Have you ever been to a concert and wished the band had played certain songs? I know I have. The reality is, you'll never get exactly what you want. However, you are free to build any playlist you like. I have decided to write a series showcasing the Top 20 songs from some of my favorite bands.
For those of you who are old enough to remember cassette tapes, you'll know the terrible anguish of trying to fit the songs together. How annoying when the last song you picked was still playing as the tape ran out! Those days are over and it's now a simple task to throw together a playlist using your computer, iPod or a USB. I know that having USB capability has enhanced my driving pleasure because it's so easy to update a list of songs.

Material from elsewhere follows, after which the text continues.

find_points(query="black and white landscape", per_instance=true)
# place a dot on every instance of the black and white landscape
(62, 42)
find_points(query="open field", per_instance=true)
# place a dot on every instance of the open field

But there's also more to creating a playlist than simply deciding which songs to include. Like an actual concert, or even a single song, a good playlist features changes in mood and tempo. If a band opens with the three songs that the audience most wants to hear, the rest of the performance might fall flat. My own particular method of creating a playlist has a number of considerations:
- Mix up the duration of the songs
- Put space between songs from the same album, unless the two are better when played in sequence
- Build to a natural high, slow it down again, and finish with a real flourish
- Put in some newer songs close to the start, assuming there are newer songs worthy of inclusion
- For bands with more than one vocalist, mix up the sequence depending on who is singing
- Speed and style matters, so mix it up unless there is a good reason not to
- Albums often have a great choice of opening and closing song that work best in that particular spot
- The final three or four songs might resemble an encore if it was a real concert
- Leave the listener satisfied and wanting more
Being obsessed with your favorite band is a little bit like being in love; you can see most of the flaws, but you start to see those idiosyncracies as reasons why you love that particular person. You might find yourself smiling when you notice them. I'm not saying that I was ever in love with Mark E. Smith, but The Fall hold a special place in my heart.
For one thing, the first concert I ever attended featured The Fall. The difference between hearing recorded music and feeling it vibrate through you at a live show is huge, so I'll never forget that musical awakening. I've been to hundreds of concerts over the years, but I've seen The Fall around 30 times; more than any other band. Between 1980 and 1992, I would have argued that they were the most important band on the planet. No band has ever been my absolute favorite for a longer period of time. The friends I saw most of those shows with were, and still are, very important to me. And, of course, The Fall were John Peel's favorite band and Peel was someone that I cared deeply about.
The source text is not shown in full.